Gemeinsame Stellungnahme

Die DFG, die Union der deutschen Akademien der Wissenschaften und die Deutsche Akademie der Naturforscher Leopoldina nehmen mit Sorge zur Kenntnis, dass das Bundesministerium für Verbraucherschutz, Ernährung und Landwirtschaft (BMVEL) ihm unterstellten Ressortforschungseinrichtungen untersagt hat, Forschungsarbeiten auf dem Gebiet der Sicherheit der Grünen Gentechnik durchzuführen: Forschungsvorhaben, für die das Bundesministerium für Bildung und Forschung (BMBF) im Wettbewerb Mittel an die Bundesanstalt für Züchtungsforschung in Quedlinburg und die Biologische Bundesanstalt für Land- und Forstwirtschaft in Braunschweig bewilligt hatte, dürfen aufgrund von nicht erteilten Genehmigungen des Ministeriums nicht begonnen werden.

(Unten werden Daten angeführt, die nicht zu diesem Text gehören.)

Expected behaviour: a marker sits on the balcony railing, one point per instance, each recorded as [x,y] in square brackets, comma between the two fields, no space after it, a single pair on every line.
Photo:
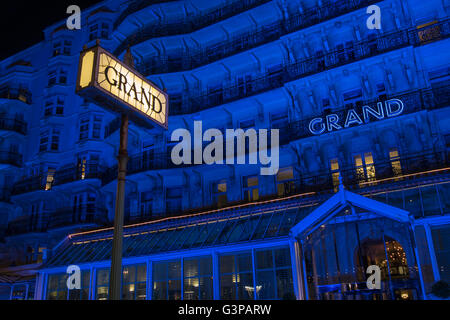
[189,24]
[300,20]
[194,102]
[12,158]
[426,164]
[416,100]
[21,94]
[59,218]
[13,125]
[77,172]
[5,194]
[135,6]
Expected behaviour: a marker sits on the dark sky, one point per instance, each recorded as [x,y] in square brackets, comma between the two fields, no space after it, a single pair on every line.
[22,22]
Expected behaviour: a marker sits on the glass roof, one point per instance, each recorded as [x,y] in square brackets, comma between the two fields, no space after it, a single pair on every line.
[197,233]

Wiederholt hat sich die DFG dafür ausgesprochen, dass die Ressortforschungseinrichtungen nicht zuletzt im Geschäftsbereich des Bundesministeriums für Verbraucherschutz, Ernährung und Landwirtschaft, stärker am wissenschaftlichen Wettbewerb teilnehmen. Dies hat der Wissenschaftsrat in seinen „Empfehlungen zur Entwicklung der Rahmenbedingungen der Forschung in Ressortforschungseinrichtungen“ im Jahre 2004 explizit festgestellt. Der DFG, der Union der deutschen Akademien der Wissenschaften und der Leopoldina ist bewusst, dass die Ressortforschungseinrichtungen in einem besonderen Dienstverhältnis zu den Ministerien stehen, was zu  Einschränkungen bei der Wahl von Forschungsthemen führen kann. Für die DFG, die Akademienunion und die Leopoldina ist es aber unverständlich, wenn im Wettbewerb erfolgreichen Forschungseinrichtungen untersagt wird, Forschungsarbeiten zur Grünen Gentechnik durchzuführen. Dies steht im Widerspruch zu der allseits für richtig gehaltenen Entwicklung, die Arbeiten der Ressortforschungseinrichtungen im wissenschaftlichen Gesamtzusammenhang zu sehen. Das gilt umso mehr, wenn gerade auf dem Gebiet der Sicherheitsforschung, einem Kernbereich der Zuständigkeiten des Verbraucherschutzministeriums, keine neuen Erkenntnisse gesammelt werden dürfen.

Die DFG, die Union der Akademien der Wissenschaften und die Deutsche Akademie der Naturforscher Leopoldina stellen daher fest: Die Verhinderung der bewilligten Projekte steht im Widerspruch sowohl zu der Notwendigkeit, Ressortforschungseinrichtungen besser in den Wissenschaftsprozess und seine Wettbewerbsmechanismen einzubinden, als auch zum Auftrag des Ministeriums, alles zur Verbesserung des Verbraucherschutzes zu tun. Wir appellieren an die Bundesregierung, dass sie die getroffenen Entscheidungen überprüft und den bewilligten Forschungsprojekten die Genehmigung erteilt.